The hunt for an emperor's face

Filmmaker Chen and a team of researchers used AI-assisted 3D scanning and nondestructive testing to identify and digitally reunite a missing fragment of an emperor’s face from the Longmen Grottoes in Shanxi province, uncovering a decades-long smuggling trail. The project, documented in Chen’s series *Hello AI*, combined technology with cultural preservation to authenticate a single genuine piece among fakes and virtually reconstruct the ancient reliefs without physical reassembly.

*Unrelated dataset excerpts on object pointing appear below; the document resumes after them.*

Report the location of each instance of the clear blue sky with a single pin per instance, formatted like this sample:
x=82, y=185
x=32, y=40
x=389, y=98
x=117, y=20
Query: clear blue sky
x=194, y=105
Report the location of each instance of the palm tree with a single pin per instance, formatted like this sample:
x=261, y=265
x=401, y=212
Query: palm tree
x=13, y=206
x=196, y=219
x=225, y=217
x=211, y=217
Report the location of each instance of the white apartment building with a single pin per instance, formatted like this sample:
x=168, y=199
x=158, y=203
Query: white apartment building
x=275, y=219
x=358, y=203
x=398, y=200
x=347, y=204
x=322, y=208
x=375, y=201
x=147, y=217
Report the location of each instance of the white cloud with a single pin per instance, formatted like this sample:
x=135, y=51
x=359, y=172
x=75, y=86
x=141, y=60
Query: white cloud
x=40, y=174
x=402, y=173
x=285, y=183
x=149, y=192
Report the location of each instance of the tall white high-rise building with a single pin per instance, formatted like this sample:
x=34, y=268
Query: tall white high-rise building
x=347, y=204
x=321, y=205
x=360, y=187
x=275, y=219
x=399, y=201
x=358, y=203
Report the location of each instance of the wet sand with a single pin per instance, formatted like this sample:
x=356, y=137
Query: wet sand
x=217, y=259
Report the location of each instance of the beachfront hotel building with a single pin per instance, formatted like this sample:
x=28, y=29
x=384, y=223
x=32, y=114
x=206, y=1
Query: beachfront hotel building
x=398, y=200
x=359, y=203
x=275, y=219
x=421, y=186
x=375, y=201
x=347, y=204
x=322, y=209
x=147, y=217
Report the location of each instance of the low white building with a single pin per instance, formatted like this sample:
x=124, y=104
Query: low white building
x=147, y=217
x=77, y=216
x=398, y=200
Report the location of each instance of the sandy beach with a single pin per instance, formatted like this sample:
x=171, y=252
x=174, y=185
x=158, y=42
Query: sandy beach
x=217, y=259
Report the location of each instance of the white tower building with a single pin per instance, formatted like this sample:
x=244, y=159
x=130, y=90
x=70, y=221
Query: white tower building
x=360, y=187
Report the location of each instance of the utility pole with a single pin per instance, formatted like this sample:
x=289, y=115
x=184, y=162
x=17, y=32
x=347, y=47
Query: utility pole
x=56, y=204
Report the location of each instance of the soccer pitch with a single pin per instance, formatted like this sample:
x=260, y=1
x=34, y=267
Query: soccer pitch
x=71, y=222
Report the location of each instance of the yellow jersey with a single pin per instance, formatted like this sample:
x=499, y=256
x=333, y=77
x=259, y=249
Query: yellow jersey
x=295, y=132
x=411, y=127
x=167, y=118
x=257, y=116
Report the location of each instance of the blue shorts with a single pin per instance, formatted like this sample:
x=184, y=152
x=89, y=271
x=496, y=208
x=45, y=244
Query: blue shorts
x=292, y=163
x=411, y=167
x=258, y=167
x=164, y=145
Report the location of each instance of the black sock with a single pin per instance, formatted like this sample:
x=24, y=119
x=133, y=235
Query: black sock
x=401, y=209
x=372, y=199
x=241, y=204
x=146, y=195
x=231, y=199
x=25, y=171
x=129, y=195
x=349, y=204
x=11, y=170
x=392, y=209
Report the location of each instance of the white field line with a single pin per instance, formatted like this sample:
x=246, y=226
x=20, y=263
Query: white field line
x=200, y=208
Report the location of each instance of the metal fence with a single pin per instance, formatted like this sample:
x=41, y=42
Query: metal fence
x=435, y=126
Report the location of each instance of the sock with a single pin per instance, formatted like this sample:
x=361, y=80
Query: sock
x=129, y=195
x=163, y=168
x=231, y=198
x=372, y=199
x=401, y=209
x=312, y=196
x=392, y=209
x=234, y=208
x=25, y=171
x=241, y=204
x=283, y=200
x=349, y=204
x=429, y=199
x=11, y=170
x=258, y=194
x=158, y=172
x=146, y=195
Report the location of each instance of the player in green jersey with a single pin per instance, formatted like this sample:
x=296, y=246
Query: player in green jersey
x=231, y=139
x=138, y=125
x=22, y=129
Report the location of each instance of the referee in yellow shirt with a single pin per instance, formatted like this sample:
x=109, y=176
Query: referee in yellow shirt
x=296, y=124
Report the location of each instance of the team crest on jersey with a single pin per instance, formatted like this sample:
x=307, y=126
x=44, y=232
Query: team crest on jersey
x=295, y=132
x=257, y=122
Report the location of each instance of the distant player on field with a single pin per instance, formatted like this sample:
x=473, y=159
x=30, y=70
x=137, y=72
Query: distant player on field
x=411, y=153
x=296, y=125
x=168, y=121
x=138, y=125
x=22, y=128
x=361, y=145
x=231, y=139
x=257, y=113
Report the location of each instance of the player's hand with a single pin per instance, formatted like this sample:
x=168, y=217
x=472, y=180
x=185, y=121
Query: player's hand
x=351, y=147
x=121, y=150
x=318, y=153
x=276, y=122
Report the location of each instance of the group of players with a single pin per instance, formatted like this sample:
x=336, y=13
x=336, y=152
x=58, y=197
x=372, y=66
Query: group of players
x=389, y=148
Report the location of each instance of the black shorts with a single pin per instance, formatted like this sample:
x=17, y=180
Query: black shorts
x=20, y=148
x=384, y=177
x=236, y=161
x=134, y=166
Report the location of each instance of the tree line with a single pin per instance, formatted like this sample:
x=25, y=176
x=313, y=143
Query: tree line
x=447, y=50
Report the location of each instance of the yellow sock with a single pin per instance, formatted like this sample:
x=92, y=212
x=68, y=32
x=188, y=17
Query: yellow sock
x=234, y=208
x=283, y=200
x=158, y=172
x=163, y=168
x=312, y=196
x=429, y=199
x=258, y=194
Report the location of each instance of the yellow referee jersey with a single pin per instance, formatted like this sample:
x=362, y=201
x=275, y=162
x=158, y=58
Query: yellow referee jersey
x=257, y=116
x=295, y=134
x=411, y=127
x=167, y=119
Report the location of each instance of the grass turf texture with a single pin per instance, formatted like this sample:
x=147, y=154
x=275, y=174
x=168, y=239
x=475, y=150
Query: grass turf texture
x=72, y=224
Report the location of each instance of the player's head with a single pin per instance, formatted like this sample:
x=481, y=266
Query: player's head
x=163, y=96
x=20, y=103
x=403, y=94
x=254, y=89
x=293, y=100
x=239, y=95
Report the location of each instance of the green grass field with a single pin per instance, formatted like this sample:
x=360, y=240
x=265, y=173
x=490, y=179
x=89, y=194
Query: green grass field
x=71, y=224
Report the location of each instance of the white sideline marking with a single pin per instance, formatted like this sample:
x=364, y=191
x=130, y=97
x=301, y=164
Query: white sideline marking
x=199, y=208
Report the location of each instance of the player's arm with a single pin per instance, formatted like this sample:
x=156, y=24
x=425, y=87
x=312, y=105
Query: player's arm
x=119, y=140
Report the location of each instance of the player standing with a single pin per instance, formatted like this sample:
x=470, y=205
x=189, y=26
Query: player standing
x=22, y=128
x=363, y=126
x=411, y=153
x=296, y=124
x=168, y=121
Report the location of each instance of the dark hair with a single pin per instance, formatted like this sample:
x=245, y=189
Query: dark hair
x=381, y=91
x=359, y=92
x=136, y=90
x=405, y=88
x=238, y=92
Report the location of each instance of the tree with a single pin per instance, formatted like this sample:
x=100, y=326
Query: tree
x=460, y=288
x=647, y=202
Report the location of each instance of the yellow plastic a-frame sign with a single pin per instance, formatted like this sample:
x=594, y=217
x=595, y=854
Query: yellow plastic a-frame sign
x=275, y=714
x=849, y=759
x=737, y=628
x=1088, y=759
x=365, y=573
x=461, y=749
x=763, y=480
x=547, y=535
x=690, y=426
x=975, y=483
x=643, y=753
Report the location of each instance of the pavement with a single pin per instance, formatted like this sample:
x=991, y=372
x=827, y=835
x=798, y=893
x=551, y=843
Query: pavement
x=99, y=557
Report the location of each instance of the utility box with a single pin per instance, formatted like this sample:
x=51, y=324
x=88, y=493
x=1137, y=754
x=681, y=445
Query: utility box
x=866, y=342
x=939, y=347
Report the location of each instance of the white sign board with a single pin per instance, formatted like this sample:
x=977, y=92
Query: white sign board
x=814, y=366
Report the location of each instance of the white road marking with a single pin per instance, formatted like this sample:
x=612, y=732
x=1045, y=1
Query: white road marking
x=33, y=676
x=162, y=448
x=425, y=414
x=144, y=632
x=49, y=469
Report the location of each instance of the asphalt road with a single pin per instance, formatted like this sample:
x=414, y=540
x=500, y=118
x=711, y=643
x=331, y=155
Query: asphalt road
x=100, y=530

Filmmaker Chen first encountered the Longmen Grottoes project in 2022 while filming *Hello AI*, her documentary series exploring AI’s role in cultural heritage. Collaborating with remote sensing expert Huang Xianfeng, she traced a missing emperor’s relief fragment to a 1930s Harvard University archive, where a letter and sketch confirmed American curators had also sought the same piece. The fragment, later found in Longmen’s storeroom, had been smuggled overseas decades earlier. In 2024, the Longmen Grottoes Research Institute launched a digital restoration effort led by Gao Junping. Researchers used nondestructive testing to analyze five candidate fragments, with Tian Hengci of the Chinese Academy of Sciences identifying only one—H05—as chemically matching the original cave wall. The tiny piece, roughly the size of a palm, was the sole authentic fragment amid counterfeits. To locate its original position, the team employed high-precision 3D scanning and AI-assisted surface matching, a process Chen calls ‘digital reunion.’ This method virtually reassembles scattered fragments without physical movement, creating a digital archive for future generations. Chen frames the project as a ‘civilization backup,’ ensuring cultural heritage survives beyond physical decay. The documentary highlights how AI bridges technology and humanities, with Chen describing the fusion as essential to modern cultural preservation. ‘Hard technology plus soft humanities’ defines the trend, she says, emphasizing that digital tools now play a critical role in safeguarding artifacts like the Longmen reliefs.